晴れていたのは朝方だけで、昼近くにゴイアス州に入ってから、また断続的スコールが始まる。そして、つぎはぎだらけ、穴だらけの悪路が始まった。
道は細く、曲がりくねりながらアップダウンを繰り返す。路面は落とし穴のような穴だらけで、擦れ違うトラックはシャワーのような水しぶきを浴びせてくる。

ぬかるんだ赤い道を這い進む
暗くなり、ヘトヘトになって道端の宿に転がり込む。ベッド以外に何もない、最悪の宿だ。それでも無事にここまで辿り着けたことを良しとしよう。
宿にはもちろん食堂もないので、近くのガソリンスタンド脇の「シュラスケリア」へ。ここで、ある幸運が私たちを待っていた。

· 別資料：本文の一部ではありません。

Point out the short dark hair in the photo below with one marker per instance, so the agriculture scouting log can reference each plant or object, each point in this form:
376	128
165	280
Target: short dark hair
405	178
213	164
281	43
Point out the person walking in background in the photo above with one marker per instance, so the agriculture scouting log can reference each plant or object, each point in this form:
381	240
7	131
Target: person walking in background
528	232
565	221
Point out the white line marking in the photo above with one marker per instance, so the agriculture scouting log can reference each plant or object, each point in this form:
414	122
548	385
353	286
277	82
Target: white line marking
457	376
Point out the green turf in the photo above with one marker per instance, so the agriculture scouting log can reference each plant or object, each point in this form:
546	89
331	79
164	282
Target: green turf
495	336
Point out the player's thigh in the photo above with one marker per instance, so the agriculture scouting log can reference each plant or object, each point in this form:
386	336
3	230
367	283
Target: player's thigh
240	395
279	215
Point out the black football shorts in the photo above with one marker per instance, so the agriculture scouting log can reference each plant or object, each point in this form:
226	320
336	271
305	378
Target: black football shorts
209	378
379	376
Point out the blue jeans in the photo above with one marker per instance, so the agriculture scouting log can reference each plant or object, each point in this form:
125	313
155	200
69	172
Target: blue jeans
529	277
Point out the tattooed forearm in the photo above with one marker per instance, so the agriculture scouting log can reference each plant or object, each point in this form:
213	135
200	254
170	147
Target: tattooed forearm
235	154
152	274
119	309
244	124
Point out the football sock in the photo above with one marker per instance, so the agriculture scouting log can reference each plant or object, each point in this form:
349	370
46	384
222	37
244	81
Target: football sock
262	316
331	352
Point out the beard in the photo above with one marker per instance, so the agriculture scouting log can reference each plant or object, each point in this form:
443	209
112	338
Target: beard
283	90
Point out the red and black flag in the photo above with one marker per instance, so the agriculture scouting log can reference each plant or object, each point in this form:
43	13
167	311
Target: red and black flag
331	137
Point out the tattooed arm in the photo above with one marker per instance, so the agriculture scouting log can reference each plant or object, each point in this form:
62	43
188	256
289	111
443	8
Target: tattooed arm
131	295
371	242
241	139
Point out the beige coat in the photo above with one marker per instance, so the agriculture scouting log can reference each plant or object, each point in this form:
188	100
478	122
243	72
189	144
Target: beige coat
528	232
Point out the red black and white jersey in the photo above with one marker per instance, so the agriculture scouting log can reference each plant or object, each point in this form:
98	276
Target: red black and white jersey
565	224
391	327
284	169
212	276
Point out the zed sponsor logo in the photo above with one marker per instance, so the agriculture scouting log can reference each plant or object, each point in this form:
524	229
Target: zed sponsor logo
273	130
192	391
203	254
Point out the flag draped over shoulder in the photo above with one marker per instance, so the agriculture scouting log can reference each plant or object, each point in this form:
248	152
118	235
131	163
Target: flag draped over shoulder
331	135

1人500円の夕食を終えて外に出ると、短パンに上半身裸の小肥り親父が声をかけてきた。
で、彼が抜け道を教えてくれた。
「地図通りのメインルートを行ったら、車のネジが全部なくなるぞ。ついでに頭のネジもな」
トラックドライバーの忠告に従い、明日からは抜け道を選んで走ることに決める。こういう出会いが、次の幸運を呼んでくれることを信じて・・・。
雨の日の次には晴れの日が来るものだ。